Much has been written about the challenge of religious accommodations. When an employee makes a request for religious accommodation, the employer will often face difficulty in showing that a belief is not sincerely held. Because of this, the EEOC suggests not challenging a religious belief unless there are compelling reasons to do so (such as a desire to have vaccinated employees in the office). With that being said, there are some factors that businesses can consider in making their determination of whether to grant an accommodation.
- whether the employee acts inconsistently with their professed belief,
- whether the accommodation sought is often sought for secular reasons,
- whether the timing of the request is suspicious (e.g., it follows an earlier-denied medical request for exemption), and
- whether there are other reasons to believe that the accommodation is not sought for religious reasons.
Still, this inquiry is extremely fact specific, so it would depend on the requesting employee's situation.
As with other accommodation requests under Title VII, if the employer finds that there is a basis for an accommodation, they should consider all reasonable accommodations, both to protect the employee and to prevent potential litigation. For example, teleworking or forced social distancing have been suggested as reasonable accommodations for employees who cannot be vaccinated. And just like other accommodations, an employer does not have to grant any accommodation that will cause an undue hardship, which is also a fact-specific inquiry that depends on nature of their business. If social distancing or telework are not feasible and the unvaccinated employee will be in close proximity to others, providing and requiring additional PPE may also be an option to mitigate risk.

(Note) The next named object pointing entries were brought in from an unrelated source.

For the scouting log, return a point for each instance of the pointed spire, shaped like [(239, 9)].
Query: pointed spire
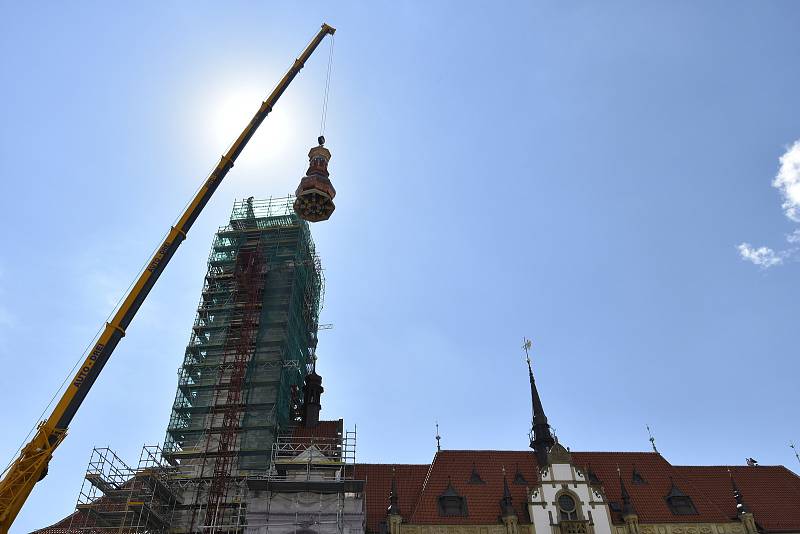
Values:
[(394, 506), (506, 503), (741, 507), (627, 507), (541, 437)]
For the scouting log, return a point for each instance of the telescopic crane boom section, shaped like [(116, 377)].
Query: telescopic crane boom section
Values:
[(31, 464)]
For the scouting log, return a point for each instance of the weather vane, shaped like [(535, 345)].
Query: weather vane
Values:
[(652, 439), (526, 346)]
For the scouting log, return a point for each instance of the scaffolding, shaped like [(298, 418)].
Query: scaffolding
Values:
[(251, 345), (311, 487), (115, 497)]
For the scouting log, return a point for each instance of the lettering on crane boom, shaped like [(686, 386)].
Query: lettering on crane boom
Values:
[(159, 256), (88, 365)]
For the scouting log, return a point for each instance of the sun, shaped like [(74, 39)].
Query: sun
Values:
[(235, 108)]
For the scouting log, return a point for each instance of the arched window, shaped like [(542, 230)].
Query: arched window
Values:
[(567, 508)]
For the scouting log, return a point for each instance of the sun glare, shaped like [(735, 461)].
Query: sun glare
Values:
[(235, 109)]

Before terminating or denying an accommodation, an employer would be well advised to consult with employment counsel, in order to avoid litigation down the road.
A NATIONAL STANDARD, SUBJECT TO LEGAL CHALLENGES
A White House fact sheet made clear that the federal government believes that this rule supersedes any more lenient state or local rules or laws. In other words, it will nullify any state or local law which prohibits vaccine or mask mandates (like in Texas). Therefore, this now-national standard should actually make compliance simpler for companies with facilities in multiple states. However, the fact specific inquiry around the accommodation process still looms large over an employer's decisions under the rule.

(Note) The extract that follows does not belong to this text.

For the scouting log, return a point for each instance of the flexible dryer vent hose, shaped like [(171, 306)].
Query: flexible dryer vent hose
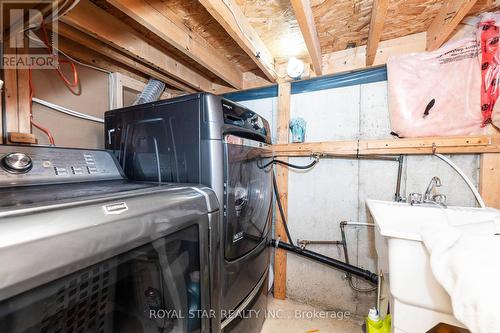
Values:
[(152, 92)]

Because the discussion around COVID-19 vaccination has unfortunately turned political, these rules are subject to change. Even before the details of the rules were released, several attorneys general have announced their intention to sue the Biden Administration. One argument they advance is that COVID-19 is outside of OSHA's jurisdiction, as it is not a work-related hazard. Congressional Republicans have vociferously opposed the mandate-or-testing requirements since they were initially floated by the president back in September. GOP members of the House Committee on Education and Labor sent the president a letter on September 29th that unsuccessfully urged him to pull the mandate, which they called "extreme, intrusive, disruptive, and likely unlawful."
The content of this article is intended to provide a general guide to the subject matter. Specialist advice should be sought about your specific circumstances.